8. In Iqra Roadways (India) Thru’ Its Prop. & 3 Others v. State of U.P. & 3 Others, (2017) 11 TMI 1032 (Allahabad), the petitioners were carrying on the business of transporters and were registered under UPGST Act, 2017 and their goods were detained and seized including vehicle u/s 129(i) of UPGST Act, 2017 despite the fact that goods were accompanied by the invoice and bilty and the value of invoices(except two) were below Rs. 50000. However, from revenue side at the time of detention, the detaining authority had clearly mentioned in the detention memo that the necessary physical verification is required as the E-Way Bill, which was produced, was not relevant as the date and time mentioned had already expired. On physical verification, the authority has found certain irregularities with regard to quality of the goods as well as quantity. The goods which were not accompanied with proper documents were seized for which a notice under Section 129(3) of the U.P. G.S.T. Act had been issued on 26.9.2017 indicating therein the value of the goods and the demanded tax which has been calculated by the seizing authority at different rates as per the individual items/goods which is mentioned being Rs. 1,11,564/-. On the other hand, Circular No. 1117 dated 16.8.2017, in which it was provided that the G.S.T. being the new law, therefore, it may take some time for proper implementation of the scheme of E-Way Bill on all India basis. Rule 138 of U.P. G.S.T. Rules provides for the old E-Way Bill scheme, which was in effect earlier, may be continued.

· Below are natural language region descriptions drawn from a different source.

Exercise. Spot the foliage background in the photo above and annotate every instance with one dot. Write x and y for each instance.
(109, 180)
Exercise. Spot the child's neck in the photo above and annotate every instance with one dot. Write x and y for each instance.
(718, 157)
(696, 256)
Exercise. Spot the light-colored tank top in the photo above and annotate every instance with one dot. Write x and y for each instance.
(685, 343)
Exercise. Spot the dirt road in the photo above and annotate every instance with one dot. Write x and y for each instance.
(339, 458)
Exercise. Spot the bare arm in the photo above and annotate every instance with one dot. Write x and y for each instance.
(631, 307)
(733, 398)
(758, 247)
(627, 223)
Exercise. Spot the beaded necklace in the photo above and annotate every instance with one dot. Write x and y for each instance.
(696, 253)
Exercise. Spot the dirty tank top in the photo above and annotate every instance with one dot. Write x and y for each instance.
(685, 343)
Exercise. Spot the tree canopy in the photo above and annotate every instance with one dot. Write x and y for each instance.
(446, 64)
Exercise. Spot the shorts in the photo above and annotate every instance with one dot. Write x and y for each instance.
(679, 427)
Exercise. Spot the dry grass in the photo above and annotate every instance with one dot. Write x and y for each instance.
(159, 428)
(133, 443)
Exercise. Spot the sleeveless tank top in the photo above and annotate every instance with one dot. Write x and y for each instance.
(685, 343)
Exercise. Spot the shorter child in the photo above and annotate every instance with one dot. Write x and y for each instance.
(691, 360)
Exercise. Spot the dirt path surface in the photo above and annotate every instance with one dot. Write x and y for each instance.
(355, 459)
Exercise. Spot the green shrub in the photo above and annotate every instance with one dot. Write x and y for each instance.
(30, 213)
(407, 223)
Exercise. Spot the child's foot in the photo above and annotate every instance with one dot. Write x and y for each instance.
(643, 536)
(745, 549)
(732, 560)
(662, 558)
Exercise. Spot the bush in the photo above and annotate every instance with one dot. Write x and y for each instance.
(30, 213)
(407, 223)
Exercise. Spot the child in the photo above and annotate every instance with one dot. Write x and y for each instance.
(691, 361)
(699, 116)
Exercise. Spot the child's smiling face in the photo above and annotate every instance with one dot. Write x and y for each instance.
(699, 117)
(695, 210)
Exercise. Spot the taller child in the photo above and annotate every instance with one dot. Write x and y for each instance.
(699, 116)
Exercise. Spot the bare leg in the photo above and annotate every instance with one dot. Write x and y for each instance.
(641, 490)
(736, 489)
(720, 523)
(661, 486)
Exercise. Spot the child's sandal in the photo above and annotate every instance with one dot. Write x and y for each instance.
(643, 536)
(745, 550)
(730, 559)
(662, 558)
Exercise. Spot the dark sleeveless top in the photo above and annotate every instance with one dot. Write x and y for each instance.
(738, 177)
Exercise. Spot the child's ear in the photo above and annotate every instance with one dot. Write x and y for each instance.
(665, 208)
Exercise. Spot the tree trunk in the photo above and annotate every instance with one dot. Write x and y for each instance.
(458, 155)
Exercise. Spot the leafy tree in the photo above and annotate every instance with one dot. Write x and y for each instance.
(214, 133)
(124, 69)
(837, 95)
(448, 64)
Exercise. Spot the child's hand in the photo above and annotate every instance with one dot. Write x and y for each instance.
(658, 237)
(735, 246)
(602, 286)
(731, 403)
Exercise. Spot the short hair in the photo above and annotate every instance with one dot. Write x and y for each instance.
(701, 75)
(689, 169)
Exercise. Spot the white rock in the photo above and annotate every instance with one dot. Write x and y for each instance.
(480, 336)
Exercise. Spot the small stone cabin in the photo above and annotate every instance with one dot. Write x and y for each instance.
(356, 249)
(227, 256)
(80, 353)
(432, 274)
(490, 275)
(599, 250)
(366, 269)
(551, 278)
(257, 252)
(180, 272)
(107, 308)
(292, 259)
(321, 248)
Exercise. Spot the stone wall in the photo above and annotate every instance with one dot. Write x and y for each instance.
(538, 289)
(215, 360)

Since the factual disputes were involved and penalty proceedings already initiated, it was held that it would be proper in the interest of justice that the 11/30/2017 seized goods be released in favour of the petitioners on the payment of an amount of Rs. 1,11,564/- (as indicated in the show cause notice dated 26.9.2017), it was directed that the goods and vehicle be released forthwith on payment of the amount of tax as has been indicated in the show cause notice dated 26.9.2017 being Rs. 1,11,564/-. Court also ordered that for penalty levied, they may approach appellate authorities who were directed to decide the same within two months.